At this point in his career Argento had drifted into a pattern of disconnected imagery tied with the loosest of narrative threads, designed more like Fangoria photoplays than linear stories.  And apparently he developed Demons and its sequel along the same lines, packaging both films with a prefabricated heavy metal soundtrack built around some outstanding make-up effects by Sergio Stivaletti.  There’s a screenplay in here somewhere, but it’s practically non-essential.

 

Demons begins with a disfigured servant of Satan handing out flyers to a free movie, which attracts a motley group of teens, cheapskates, pimps and prostitutes.  An innocent scratch on a death mask in the lobby turns one audience member into a snaggle-toothed, goo-spewing monster who promptly infects the rest of the theater.  From there, it all escalates into one big Looney Tunes-style massacre leading up to an apocalyptic conclusion.


 Rather than continue with that storyline, Demons 2 just hits the reset button and delivers more of the same in a new setting: a high-rise apartment building populated by an eclectic mix of potential victims.  This time the demons are resurrected via a TV signal that broadcasts them back into reality.  Crashing a totally radical birthday party, they then proceed to claw their way from one floor to the next, sparing no one (not even kids or pets) along the way.

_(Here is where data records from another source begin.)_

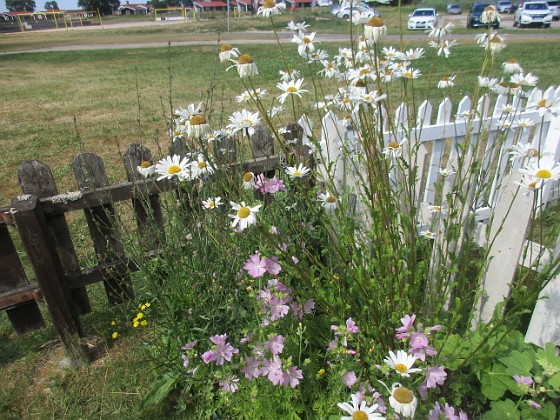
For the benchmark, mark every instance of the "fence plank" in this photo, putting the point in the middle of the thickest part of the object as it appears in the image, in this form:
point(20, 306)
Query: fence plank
point(37, 239)
point(507, 235)
point(147, 207)
point(37, 178)
point(20, 305)
point(89, 172)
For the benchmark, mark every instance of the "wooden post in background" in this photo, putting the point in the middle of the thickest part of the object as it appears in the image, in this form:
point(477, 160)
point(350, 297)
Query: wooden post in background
point(37, 178)
point(37, 239)
point(89, 171)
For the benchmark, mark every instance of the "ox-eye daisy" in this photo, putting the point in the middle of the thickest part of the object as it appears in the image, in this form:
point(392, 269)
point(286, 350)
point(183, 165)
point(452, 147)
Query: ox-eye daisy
point(298, 171)
point(403, 401)
point(292, 87)
point(545, 169)
point(402, 362)
point(359, 410)
point(244, 215)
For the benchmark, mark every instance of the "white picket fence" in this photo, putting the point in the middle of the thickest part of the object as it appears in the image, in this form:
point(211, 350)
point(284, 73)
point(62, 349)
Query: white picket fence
point(435, 143)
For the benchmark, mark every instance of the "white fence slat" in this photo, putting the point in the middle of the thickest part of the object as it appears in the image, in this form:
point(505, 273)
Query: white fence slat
point(508, 236)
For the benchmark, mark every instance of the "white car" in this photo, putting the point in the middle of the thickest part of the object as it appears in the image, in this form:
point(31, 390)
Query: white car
point(533, 13)
point(425, 18)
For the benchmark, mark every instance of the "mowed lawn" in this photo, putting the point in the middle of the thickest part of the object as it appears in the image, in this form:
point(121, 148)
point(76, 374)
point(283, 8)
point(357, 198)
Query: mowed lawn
point(57, 104)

                             

Demons 2 takes things up a notch, sometimes to a ridiculous degree, capped off by a Gremlins / Ghoulies monstrosity that bursts out of the family dog.  Combine that with the bad ‘80s fashions, hilarious dialogue and random character cutaways (both films feature a car full of miscellaneous punks who serve no purpose other than to squeeze more tunes into the soundtrack) and you have a sequel that is more accidently amusing than the original.  Bava’s directing style matches the material’s anything to entertain attitude, full of bright primary colors and in-your-face (quite literally) demon close-ups, getting his money’s worth out those stellar Stivaletti effects.

 

Few companies are as meticulous with their hi-def output as Synapse; and one would be hard pressed to find a flaw on either release (even a brief camera-sourced jitter in Demons 2 has been smoothed out).  Both films received new 4K restorations from the original negatives, boosting the colors and beefing up those realistic blacks thanks to the Dolby Vision (HDR10 compatible) technology.  Extras have all been ported over from the previous releases, but there’s also a new audio commentary from critics Kat Ellinger and Heather Drain on the original and Travis Crawford on the sequel.  Oh, and if you’re not yet 4K capable, Blu-ray editions are sold separately too.